To Hell and Back, Twice


After listening to Japanese friends as they shared stories of running to caves for protection as US bombers approached, seeing the flashes and feeling the impact as bombs exploded on Japanese towns and villages, and living in the extreme poverty that war engenders it struck me that the US has never been exposed to such terror.

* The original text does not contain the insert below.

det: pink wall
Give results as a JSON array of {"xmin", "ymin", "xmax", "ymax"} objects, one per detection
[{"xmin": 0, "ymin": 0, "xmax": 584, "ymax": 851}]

That led me to wonder if US citizens would be so quick to support war if we had been subject to air raids in the middle of the night or even worse.

My guess is no.

From The Times (UK)...
Tsutomu Yamaguchi, Akira Iwanaga and Kuniyoshi Sato are either the luckiest or the unluckiest men alive, and after three days in their company and long hours of conversation, I still had no idea which.

Mr Yamaguchi and his friends are freaks of history, victims of a fate so callous and improbable that it defies belief. In 1945, they were working in Hiroshima, where the world's first atomic bomb exploded on August 6, 60 years ago this morning. One hundred and forty thousand people died as a result of the explosion; by chance, Mr Yamaguchi, Mr Sato and Mr Iwanaga were spared. Stunned and injured, reeling from the horrors around them, they left the city for their home town, Nagasaki, 180 miles to the west.

There, on August 9, the second atomic bomb exploded over their heads.